Last week I wrote about life and health benefits available to your children. As I pointed out, the new law allows children to be covered up to age 26, even if they are married. At that point, the coverage ends. That isn’t the case for a child who is unmarried, incapable of self-support, and disabled before age 26.
If you are enrolled in one of the Federal Employee Health Benefits (FEHB) plans, your disabled child will continue to receive health benefits coverage if you provide the necessary evidence to support such a claim, for example:
* certification by a state or federal rehabilitation agency that the child is unemployable,
* receipt of survivor benefits from CSRS or FERS as a disabled child,
* receipt of benefits from Social Security or OWCP as a disabled child,
* a medical certificate documenting that the child is incapable of self-support, or
* other acceptable documentation.
If you are an employee, you’ll have to provide that information to your personnel office, which will determine if the criteria are met. If they are, it will let your FEHB plan know of its determination. If you are retired, you need to notify OPM, which will make the determination and provide it to your plan. Depending on the nature of the disability, it may be necessary to periodically reconfirm that the disabling condition still exists.

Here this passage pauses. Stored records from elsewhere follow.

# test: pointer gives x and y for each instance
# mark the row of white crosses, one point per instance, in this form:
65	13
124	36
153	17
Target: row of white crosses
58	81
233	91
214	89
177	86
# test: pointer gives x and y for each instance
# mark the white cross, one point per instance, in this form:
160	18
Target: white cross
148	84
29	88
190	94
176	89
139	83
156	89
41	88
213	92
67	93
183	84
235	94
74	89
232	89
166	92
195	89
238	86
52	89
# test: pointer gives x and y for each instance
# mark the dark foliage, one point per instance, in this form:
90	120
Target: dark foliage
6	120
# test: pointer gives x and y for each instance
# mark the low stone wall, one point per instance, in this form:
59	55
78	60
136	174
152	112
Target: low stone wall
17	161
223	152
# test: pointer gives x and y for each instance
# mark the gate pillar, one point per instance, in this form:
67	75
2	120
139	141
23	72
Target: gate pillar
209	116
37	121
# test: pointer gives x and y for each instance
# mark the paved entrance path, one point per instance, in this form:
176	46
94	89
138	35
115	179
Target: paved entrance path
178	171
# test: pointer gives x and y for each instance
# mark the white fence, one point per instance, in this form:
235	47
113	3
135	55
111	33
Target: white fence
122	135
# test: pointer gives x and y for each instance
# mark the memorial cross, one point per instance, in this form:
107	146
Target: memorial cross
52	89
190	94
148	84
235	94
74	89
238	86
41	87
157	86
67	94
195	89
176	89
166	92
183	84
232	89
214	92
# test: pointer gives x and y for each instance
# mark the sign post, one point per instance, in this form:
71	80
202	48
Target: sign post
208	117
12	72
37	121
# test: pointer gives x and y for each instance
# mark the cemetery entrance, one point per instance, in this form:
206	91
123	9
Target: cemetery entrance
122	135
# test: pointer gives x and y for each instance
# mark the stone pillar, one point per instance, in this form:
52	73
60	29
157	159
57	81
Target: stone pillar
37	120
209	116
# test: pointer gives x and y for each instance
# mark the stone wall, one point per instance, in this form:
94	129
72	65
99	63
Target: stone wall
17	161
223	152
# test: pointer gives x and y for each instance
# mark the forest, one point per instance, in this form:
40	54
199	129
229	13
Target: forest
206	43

The survivor benefits and health benefits coverage of a disabled child will end if the child marries, recovers from the disability, becomes capable of self-support, or dies. The benefits usually can be restored if a marriage ends, the original disability returns or the child is no longer capable of self-support.
Note: The term "incapable of self support" generally means that the child earns less than the equivalent of GS-5, step 1. However, this is not a hard and fast rule. In making a decision, consideration is given to the child’s earnings and condition or prognosis.